README.txt


                *  *__* _*  *  * _*  *__*_ *__*  *
                * |   \(_)_ _  __\ \ / /  \/  |  *
                * | |) | | ' \/ _ \ V /| |\/| |  *
                * |___/|_|_||_\___/\_/ |_|  |_|  *
                *  *  *  *  *  *  *  *  *  *  *  *

                           An LDPL VM
                           Written in
                              LDPL
                               🦖

=== INTRODUCTION =====================================================

Dino is an interpreter for the LDPL programming language, written in
LDPL. Because LDPL is a compiled language, Dino's goal is to provide a
lightweight, scriptable version of the language that can be used to
quickly prototype ideas or perform system tasks. Dino can also be used
to run basic LDPL programs on systems which lack a C++ compiler, or to
experiment with new LDPL language features and syntax. Mostly, though,
it's a prehistoric toy.

=== EXAMPLES =========================================================

HELLO:

    $ cat hi.ldpl
    PROCEDURE:
    display "Hey pardner" crlf
    $ dino hi.ldpl
    Hey pardner

LDPL-SPARK:

    $ git clone https://github.com/photogabble/ldpl-spark
    $ dino ldpl-spark/spark.ldpl 9 13 5 17 1
    ▄▆▂█▁
    $ dino ldpl-spark/spark.ldpl 0 30 55 80 33 150
    ▁▂▃▄▂█

LDPL-SPACE-MINES:

    $ git clone https://github.com/photogabble/ldpl-space-mines
    $ dino ldpl-space-mines/spacemines.ldpl
    ==================================================
    YEAR 1:

    There are 55 people in the colony...

LBI:

    $ git clone https://github.com/Lartu/LBI
    $ dino LBI/src/LBI.ldpl LBI/examples/fib.b
    0
    1
    1
    2...
    $ dino LBI/src/LBI.ldpl LBI/examples/squares.b
    0
    1
    4
    9...

LDPL Examples:

    $ git clone https://github.com/lartu/ldpl
    $ dino ldpl/examples/explode.ldpl
    Enter a sentence: That's all folks!
    That's
    all
    folks!
    $ dino ldpl/examples/sqrt.ldpl
    Enter a number: 50
    sqrt(50) = 7.07106781186548

=== GETTING STARTED ==================================================

You must have version 3.0.5 of the official LDPL compiler installed
in your $PATH:

   https://www.ldpl-lang.org/

Once that's done, clone Dino:

   git clone https://github.com/xvxx/dino

And build it:

   cd dino
   make dino

You should see a "File(s) compiled successfully." message if
everything worked. You now have a `dino` command line program sitting
in the current directory. Run it directly, or add it to your $PATH and
enjoy the fruits of this installation process:

   ./dino -h

To test Dino, run it against the official LDPL Test Battery[1]:

   make test

You should see another "success" message if everything is working
properly. If not, kindly report an issue at this address:

   https://github.com/xvxx/dino/issues

[1] We actually use a slightly modified version of the official LDPL
Test Battery, since Dino doesn't have a compilation step.

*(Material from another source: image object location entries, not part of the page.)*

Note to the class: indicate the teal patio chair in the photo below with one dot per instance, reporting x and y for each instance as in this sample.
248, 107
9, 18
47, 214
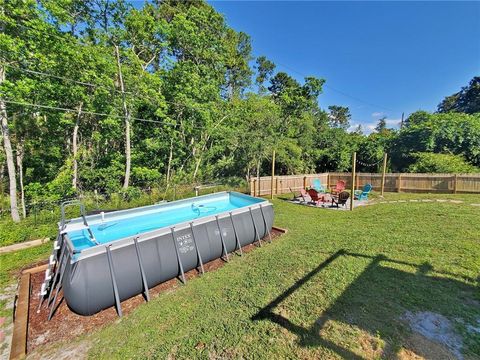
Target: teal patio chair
317, 185
363, 194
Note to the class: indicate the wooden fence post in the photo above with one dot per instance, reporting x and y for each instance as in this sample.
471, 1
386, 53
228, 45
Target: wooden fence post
352, 195
384, 171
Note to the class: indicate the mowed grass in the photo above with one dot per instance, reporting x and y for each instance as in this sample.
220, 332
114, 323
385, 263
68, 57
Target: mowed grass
336, 286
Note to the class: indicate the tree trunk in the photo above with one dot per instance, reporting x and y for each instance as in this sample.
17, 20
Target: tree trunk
170, 156
75, 146
7, 145
126, 114
20, 176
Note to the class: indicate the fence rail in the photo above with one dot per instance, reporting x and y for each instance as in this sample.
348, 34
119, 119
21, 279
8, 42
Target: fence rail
394, 182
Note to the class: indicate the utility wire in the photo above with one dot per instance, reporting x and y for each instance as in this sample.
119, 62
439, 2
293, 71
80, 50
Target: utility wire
283, 65
338, 91
89, 112
41, 73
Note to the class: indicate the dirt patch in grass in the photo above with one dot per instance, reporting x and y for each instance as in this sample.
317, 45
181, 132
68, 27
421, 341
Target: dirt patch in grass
66, 325
434, 335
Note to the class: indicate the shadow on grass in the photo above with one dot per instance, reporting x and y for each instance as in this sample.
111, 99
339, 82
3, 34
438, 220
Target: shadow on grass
377, 300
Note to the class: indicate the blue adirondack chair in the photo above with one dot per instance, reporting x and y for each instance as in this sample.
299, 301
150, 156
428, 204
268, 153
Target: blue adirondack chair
317, 185
363, 194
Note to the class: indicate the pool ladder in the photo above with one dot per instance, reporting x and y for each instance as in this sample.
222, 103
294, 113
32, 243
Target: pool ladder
59, 256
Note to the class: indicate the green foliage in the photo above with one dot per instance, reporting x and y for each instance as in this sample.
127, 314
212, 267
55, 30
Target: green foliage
454, 133
466, 100
441, 163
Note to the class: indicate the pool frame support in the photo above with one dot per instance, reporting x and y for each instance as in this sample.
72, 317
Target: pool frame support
266, 225
57, 287
118, 304
221, 238
202, 270
236, 236
146, 293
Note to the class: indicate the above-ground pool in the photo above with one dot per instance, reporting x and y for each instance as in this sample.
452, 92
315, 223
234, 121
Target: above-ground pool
104, 259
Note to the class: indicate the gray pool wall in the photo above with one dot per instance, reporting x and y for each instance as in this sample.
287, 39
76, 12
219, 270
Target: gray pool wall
87, 281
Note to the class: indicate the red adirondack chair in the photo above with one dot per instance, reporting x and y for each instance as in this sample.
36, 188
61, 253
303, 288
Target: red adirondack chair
339, 187
316, 196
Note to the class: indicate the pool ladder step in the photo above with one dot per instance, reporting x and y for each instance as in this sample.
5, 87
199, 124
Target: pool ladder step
54, 273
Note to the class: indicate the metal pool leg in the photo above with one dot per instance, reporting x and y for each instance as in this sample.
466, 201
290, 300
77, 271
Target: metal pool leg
266, 225
55, 278
221, 238
142, 272
114, 281
236, 236
178, 255
61, 269
198, 250
255, 227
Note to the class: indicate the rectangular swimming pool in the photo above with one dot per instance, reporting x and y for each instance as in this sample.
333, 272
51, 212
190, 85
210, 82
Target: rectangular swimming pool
104, 259
121, 224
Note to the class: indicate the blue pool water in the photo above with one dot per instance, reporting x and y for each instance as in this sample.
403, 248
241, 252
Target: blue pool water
118, 226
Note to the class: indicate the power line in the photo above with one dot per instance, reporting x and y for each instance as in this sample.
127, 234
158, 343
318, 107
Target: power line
41, 73
339, 91
89, 112
283, 65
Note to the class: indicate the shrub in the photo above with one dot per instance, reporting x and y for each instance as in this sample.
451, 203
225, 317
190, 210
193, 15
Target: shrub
426, 162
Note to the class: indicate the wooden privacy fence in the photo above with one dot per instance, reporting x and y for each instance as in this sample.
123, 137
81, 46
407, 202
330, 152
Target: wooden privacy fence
394, 182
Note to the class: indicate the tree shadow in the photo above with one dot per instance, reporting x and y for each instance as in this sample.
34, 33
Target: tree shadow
377, 300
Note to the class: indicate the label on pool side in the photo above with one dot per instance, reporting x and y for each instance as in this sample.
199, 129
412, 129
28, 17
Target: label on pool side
185, 243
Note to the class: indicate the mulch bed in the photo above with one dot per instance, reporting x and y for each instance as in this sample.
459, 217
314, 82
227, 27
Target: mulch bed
65, 324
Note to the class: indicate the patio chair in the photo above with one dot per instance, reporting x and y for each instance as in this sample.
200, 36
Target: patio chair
317, 185
295, 196
305, 196
316, 197
340, 199
339, 187
363, 194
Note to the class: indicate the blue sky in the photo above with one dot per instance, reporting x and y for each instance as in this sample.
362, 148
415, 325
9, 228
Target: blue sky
379, 58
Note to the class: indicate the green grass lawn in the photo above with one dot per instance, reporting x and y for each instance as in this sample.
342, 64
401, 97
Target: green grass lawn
337, 285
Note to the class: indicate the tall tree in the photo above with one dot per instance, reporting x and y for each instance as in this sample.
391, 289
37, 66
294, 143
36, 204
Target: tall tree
339, 116
467, 100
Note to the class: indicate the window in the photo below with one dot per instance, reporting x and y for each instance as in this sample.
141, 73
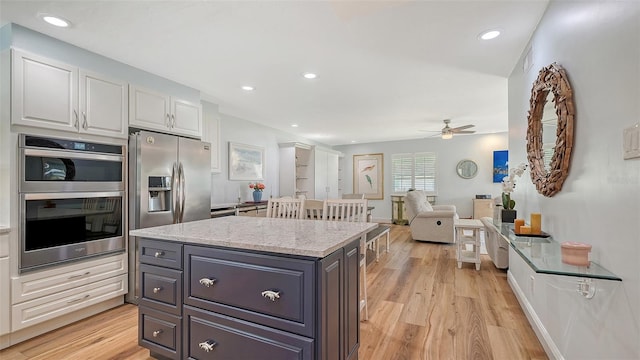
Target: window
414, 171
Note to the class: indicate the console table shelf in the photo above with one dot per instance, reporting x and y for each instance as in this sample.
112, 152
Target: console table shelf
544, 256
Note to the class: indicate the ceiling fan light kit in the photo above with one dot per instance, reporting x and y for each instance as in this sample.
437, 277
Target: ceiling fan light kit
447, 132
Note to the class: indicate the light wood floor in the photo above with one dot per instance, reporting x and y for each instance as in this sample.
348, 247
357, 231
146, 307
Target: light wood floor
421, 306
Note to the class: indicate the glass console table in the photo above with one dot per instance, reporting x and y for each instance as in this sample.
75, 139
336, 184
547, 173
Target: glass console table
544, 256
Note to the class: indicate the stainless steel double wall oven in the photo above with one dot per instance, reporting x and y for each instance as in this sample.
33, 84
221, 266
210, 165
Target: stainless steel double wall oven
72, 196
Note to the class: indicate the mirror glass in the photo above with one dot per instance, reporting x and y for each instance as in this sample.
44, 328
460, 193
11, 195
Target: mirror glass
549, 127
467, 169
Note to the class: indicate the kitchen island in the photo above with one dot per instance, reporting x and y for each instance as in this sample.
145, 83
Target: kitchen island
243, 287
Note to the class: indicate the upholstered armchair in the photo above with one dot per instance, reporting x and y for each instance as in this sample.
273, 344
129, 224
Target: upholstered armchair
427, 222
497, 246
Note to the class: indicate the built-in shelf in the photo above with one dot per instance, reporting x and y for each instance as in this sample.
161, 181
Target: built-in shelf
544, 256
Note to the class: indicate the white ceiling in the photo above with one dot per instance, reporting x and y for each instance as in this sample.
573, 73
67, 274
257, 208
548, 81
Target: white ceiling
386, 69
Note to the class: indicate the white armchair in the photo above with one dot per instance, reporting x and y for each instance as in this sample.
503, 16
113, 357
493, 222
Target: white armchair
427, 222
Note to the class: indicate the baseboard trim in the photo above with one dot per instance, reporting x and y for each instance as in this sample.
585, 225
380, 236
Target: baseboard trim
19, 336
541, 332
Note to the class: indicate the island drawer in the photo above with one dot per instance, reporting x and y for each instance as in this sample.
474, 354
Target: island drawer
161, 253
266, 289
160, 333
216, 336
161, 288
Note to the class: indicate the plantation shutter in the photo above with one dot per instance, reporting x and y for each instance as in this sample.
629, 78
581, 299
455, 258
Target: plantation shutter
402, 172
425, 172
414, 171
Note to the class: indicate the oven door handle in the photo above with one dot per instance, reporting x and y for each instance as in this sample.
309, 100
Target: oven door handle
71, 155
175, 190
182, 193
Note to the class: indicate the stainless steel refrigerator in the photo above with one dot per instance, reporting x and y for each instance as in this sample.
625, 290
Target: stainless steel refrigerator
169, 183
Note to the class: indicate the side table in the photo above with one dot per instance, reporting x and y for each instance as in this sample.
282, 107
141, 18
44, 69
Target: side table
462, 240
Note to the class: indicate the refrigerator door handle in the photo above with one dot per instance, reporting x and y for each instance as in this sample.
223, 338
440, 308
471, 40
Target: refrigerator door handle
182, 190
175, 194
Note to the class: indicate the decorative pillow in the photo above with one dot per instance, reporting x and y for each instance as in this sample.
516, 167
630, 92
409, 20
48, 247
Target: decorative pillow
418, 201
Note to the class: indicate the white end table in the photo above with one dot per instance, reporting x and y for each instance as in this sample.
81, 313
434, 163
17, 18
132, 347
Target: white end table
462, 240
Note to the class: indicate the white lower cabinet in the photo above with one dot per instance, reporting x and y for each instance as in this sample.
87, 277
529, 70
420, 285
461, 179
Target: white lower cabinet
44, 295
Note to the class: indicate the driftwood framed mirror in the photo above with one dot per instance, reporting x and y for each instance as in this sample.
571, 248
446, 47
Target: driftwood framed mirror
549, 160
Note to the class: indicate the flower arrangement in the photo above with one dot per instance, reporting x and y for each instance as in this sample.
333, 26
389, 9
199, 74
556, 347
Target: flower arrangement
256, 186
509, 184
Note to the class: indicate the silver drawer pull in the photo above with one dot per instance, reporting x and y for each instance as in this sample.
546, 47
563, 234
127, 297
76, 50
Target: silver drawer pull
79, 299
207, 282
79, 275
207, 345
271, 295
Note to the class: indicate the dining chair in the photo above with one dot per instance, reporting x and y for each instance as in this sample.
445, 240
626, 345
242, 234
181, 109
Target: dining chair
313, 209
353, 196
285, 208
352, 210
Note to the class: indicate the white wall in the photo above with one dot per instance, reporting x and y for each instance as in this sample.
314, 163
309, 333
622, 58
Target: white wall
598, 43
452, 189
233, 129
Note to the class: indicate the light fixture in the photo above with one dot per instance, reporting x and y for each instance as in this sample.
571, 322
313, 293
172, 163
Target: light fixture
489, 34
55, 20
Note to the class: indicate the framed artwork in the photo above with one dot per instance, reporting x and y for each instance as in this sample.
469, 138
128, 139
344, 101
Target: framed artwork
368, 176
500, 165
246, 162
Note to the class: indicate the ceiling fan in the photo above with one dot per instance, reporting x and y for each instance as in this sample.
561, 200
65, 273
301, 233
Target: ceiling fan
447, 131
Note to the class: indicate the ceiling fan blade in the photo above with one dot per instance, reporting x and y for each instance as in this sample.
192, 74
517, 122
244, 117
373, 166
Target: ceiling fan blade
462, 127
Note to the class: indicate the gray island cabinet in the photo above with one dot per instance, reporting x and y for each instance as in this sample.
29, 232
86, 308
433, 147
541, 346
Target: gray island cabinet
251, 288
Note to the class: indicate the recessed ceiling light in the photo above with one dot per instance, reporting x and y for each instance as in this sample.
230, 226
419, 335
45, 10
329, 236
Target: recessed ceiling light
55, 20
490, 34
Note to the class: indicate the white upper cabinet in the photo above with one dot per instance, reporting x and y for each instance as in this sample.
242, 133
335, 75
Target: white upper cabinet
156, 111
44, 93
54, 95
103, 105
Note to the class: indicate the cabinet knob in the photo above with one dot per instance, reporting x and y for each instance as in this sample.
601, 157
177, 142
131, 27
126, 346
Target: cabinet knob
271, 295
207, 282
207, 345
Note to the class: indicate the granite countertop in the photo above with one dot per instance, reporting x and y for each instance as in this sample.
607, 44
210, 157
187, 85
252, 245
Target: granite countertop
314, 238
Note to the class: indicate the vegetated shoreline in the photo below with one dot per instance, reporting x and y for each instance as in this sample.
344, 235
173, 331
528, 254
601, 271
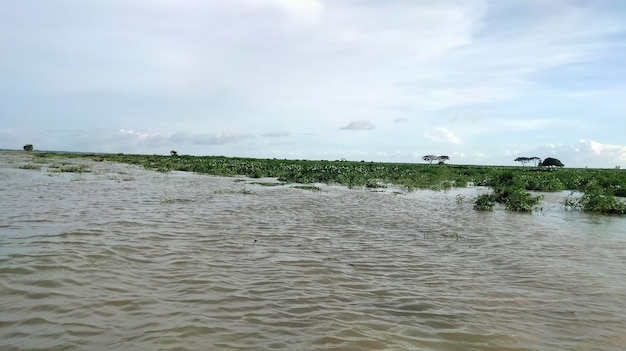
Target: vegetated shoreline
601, 188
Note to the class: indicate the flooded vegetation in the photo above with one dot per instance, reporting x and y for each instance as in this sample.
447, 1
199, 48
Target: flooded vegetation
306, 255
602, 190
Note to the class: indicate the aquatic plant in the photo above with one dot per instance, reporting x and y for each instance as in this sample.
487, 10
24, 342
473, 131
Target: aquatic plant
68, 168
596, 199
307, 187
30, 166
483, 203
409, 176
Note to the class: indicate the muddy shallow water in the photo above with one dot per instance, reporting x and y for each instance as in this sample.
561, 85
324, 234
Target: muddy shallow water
121, 258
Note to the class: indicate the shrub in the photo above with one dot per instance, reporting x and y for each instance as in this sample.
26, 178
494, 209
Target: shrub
483, 203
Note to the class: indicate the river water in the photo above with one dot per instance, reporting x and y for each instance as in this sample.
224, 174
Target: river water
122, 258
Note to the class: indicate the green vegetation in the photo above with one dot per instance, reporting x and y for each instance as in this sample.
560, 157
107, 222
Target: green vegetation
31, 166
307, 187
596, 199
68, 168
510, 184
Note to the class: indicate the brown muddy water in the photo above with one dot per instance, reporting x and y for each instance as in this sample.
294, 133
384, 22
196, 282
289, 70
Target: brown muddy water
127, 259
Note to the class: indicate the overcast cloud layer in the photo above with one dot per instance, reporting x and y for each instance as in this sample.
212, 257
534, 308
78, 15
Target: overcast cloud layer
481, 81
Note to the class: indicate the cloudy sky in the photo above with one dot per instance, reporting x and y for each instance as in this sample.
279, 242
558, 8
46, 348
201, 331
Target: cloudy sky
482, 81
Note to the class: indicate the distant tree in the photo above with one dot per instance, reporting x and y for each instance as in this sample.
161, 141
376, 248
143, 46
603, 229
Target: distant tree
523, 160
430, 158
551, 162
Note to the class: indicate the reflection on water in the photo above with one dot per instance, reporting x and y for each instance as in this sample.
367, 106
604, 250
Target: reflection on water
123, 258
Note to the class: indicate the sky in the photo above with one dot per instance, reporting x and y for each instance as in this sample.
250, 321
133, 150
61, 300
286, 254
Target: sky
481, 81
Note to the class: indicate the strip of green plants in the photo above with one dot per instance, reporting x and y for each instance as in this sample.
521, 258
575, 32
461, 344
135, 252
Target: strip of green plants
510, 183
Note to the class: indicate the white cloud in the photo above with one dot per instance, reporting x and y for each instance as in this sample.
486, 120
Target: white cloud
359, 125
210, 139
279, 134
443, 134
585, 153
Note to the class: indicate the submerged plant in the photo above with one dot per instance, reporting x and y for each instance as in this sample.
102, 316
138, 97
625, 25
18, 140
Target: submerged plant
484, 203
30, 166
307, 187
596, 199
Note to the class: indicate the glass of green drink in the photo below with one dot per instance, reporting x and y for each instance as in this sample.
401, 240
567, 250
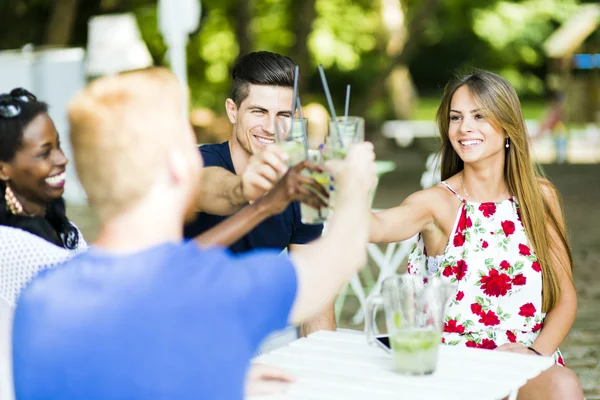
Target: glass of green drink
290, 135
414, 309
308, 214
346, 131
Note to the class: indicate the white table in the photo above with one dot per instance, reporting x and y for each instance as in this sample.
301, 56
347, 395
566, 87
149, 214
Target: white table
340, 365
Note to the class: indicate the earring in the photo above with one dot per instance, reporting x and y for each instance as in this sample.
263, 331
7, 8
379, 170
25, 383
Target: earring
14, 206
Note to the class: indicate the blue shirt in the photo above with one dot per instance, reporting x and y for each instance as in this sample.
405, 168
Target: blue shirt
171, 322
276, 232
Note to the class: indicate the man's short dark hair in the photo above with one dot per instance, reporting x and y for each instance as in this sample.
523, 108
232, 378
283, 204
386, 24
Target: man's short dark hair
261, 68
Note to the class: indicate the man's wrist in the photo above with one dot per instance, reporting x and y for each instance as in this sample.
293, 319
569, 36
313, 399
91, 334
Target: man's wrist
239, 198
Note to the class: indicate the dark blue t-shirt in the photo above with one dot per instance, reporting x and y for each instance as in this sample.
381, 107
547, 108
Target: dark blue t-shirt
276, 232
171, 322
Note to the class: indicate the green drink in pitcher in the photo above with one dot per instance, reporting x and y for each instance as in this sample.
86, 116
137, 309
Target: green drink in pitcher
415, 350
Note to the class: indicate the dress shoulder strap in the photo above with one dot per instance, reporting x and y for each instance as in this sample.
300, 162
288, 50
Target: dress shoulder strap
452, 190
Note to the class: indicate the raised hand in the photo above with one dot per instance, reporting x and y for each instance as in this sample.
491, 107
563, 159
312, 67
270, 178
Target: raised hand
296, 187
263, 172
357, 171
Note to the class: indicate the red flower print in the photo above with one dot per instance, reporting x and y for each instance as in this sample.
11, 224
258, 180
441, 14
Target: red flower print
451, 326
476, 309
487, 344
495, 284
519, 280
462, 221
460, 269
508, 227
488, 209
527, 310
511, 337
489, 318
524, 250
459, 239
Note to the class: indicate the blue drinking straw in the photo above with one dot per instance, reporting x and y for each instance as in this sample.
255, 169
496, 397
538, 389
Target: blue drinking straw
347, 103
295, 94
330, 103
303, 128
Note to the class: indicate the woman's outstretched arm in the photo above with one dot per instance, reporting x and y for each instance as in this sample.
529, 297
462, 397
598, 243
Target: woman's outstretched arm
406, 220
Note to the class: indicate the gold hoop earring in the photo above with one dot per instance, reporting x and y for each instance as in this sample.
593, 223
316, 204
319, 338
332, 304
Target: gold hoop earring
14, 205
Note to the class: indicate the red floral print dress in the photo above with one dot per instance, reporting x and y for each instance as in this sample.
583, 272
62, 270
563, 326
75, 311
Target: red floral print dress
499, 280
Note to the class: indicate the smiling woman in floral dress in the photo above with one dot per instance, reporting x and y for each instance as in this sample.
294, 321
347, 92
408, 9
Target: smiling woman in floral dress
494, 227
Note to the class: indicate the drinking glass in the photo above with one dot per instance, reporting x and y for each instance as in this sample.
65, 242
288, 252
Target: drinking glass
291, 137
414, 312
345, 132
309, 214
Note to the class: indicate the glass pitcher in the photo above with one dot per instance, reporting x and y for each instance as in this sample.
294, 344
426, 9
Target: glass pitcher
414, 312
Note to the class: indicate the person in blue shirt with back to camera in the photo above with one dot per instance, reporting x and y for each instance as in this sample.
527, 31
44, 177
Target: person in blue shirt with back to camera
239, 171
144, 314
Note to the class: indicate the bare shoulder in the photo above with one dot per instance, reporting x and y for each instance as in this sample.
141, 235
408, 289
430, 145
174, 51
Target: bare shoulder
430, 196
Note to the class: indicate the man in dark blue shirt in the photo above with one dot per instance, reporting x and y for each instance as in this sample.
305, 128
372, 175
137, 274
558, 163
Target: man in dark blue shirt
241, 171
143, 314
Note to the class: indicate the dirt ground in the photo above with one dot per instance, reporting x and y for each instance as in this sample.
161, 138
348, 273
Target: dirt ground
580, 188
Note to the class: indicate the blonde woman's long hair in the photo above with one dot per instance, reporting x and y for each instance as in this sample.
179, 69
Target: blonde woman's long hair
503, 108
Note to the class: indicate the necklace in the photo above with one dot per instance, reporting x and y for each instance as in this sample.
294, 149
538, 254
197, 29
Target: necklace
462, 185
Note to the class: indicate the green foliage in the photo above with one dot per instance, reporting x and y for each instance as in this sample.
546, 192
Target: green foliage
347, 37
342, 32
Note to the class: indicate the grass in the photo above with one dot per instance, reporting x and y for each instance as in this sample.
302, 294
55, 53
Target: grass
427, 107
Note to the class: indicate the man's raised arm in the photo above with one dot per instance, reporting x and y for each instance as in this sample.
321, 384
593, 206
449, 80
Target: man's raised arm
224, 193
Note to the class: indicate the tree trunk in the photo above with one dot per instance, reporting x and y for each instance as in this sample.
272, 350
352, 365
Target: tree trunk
60, 26
242, 13
416, 28
303, 14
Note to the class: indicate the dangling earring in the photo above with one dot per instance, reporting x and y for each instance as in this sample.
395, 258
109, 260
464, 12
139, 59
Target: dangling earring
14, 206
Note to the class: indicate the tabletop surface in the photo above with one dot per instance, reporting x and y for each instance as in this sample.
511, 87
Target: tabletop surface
341, 365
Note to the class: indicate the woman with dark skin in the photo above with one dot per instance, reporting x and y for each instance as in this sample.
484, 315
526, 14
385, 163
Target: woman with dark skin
35, 232
32, 171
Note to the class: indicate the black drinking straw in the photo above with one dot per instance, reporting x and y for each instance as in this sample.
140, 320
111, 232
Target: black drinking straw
330, 103
347, 103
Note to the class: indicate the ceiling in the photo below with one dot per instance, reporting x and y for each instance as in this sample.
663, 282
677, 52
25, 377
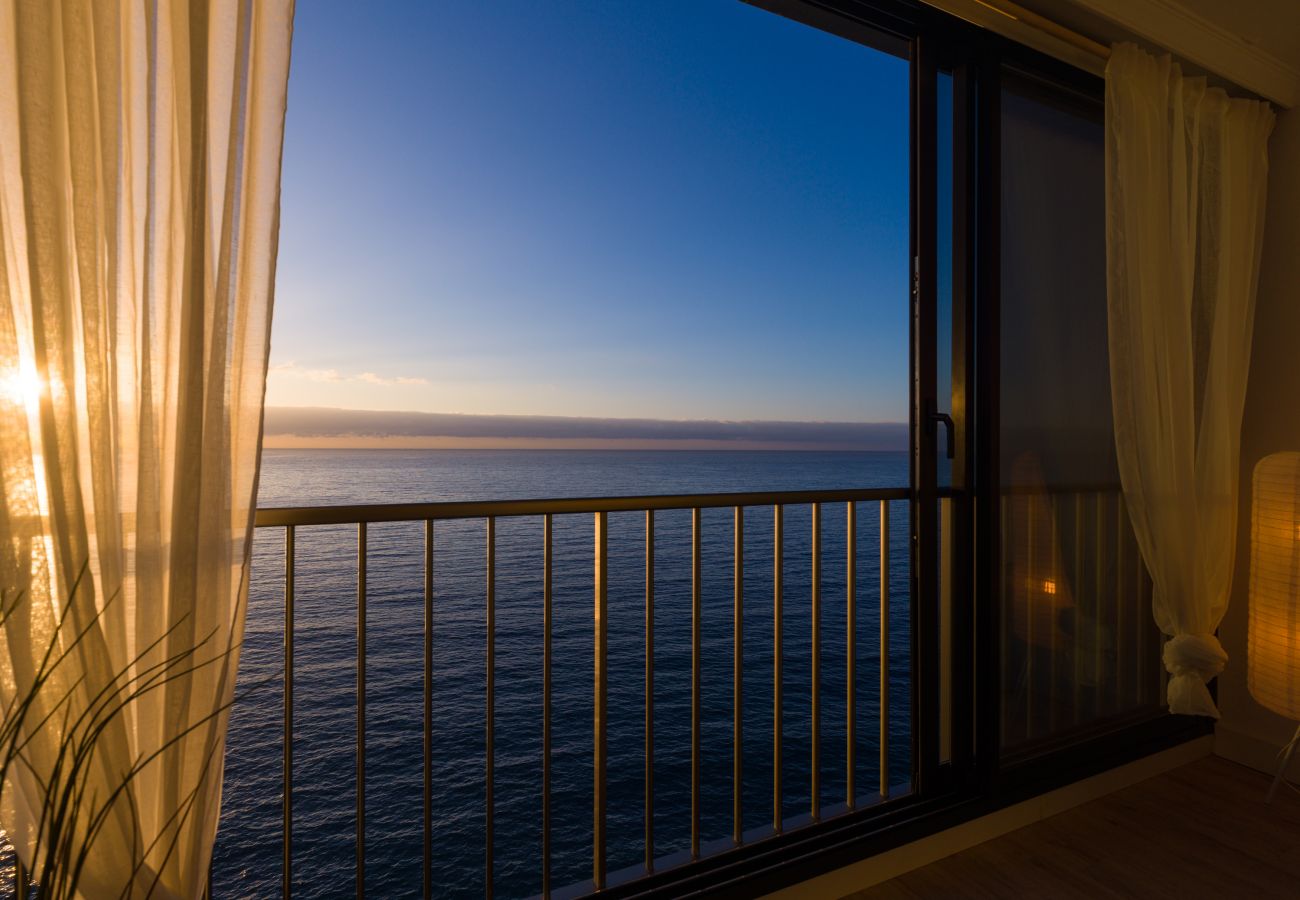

=== BASIC USAGE ======================================================

Let's look at a simple LDPL program:

    $ cat math.ldpl
    DATA:
    x is number
    y is number
    z is number
    PROCEDURE:
    store 1 in x
    store 2 in y
    add x and y in z
    display x "+" y "=" z crlf

First we'll run it using LDPL 3.0.5 as a sanity check:

    $ ldpl math.ldpl
    LDPL: Compiling...
    * File(s) compiled successfully.
    * Saved as math-bin
    $ ./math-bin
    1+2=3

Okay, that seems right. Next we'll run it using Dino:

    $ dino math.ldpl
    1+2=3

Great! We can stop here. But if you want to look under the hood a
bit, you can see the tokens produced by Dino's lexer for this file:

    $ dino lex math.ldpl
    tokens (41):
    <DATA:>, <:NL:>
    <X>, <IS>, <NUMBER>, <:NL:>
    <Y>, <IS>, <NUMBER>, <:NL:>
    <Z>, <IS>, <NUMBER>, <:NL:>
    <PROCEDURE:>, <:NL:>
    <STORE>, <1>, <IN>, <X>, <:NL:>
    <STORE>, <2>, <IN>, <Y>, <:NL:>
    <ADD>, <X>, <AND>, <Y>, <IN>, <Z>, <:NL:>
    <DISPLAY>, <X>, <"+">, <Y>, <"=">, <Z>, <"\r\n">, <:NL:>

Pretty fun. The next step would turning those tokens into the parse
tree, which you can see using `dino parse`:

    $ dino parse math.ldpl
    vars (3):
    0. NUM: X
    1. NUM: Y
    2. NUM: Z
    nodes (4):
    STORE
    0. 1
    1. <NUM> X
    STORE
    0. 2
    1. <NUM> Y
    ADD
    0. <NUM> X
    1. <NUM> Y
    2. <NUM> Z
    DISPLAY
    0. <NUM> X
    1. "+"
    2. <NUM> Y
    3. "="
    4. <NUM> Z
    5. "\r\n"

These nodes are used by the generator to emit dino assembly, our VM's
imaginary syntax and instruction set:

    $ dino asm math.ldpl
        SET %var0, 1
        STORE %X, %var0
        SET %var1, 2
        STORE %Y, %var1
        ADD %X, %Y, %Z
        PRINT %X
        PRINT "+"
        PRINT %Y
        PRINT "="
        PRINT %Z
        PRINT "\r\n"
        EXIT

If we want, we can save this output to a .dinoasm file and run it:

    $ dino math.dinoasm
    1+2=3

Still looks right! Running dinoasm directly can be helpful in
debugging or development of Dino itself.

If you want to explore further, there are a few files in `examples/`
with hand written dinoasm you can examine or run, too:

    $ dino examples/99.dinoasm
    99 bottles of beer on the wall...

Finally, we can see the bytecode produced by the assembler for our
LDPL computer program:

    $ dino bytes math.ldpl
    76 68 80 76 2 09 17 01 08 18 17 09 19 02 08 20 19 20 18 20 21 31
    18 31 16384 31 20 31 16385 31 21 31 16386 06 "+" "=" "\r\n"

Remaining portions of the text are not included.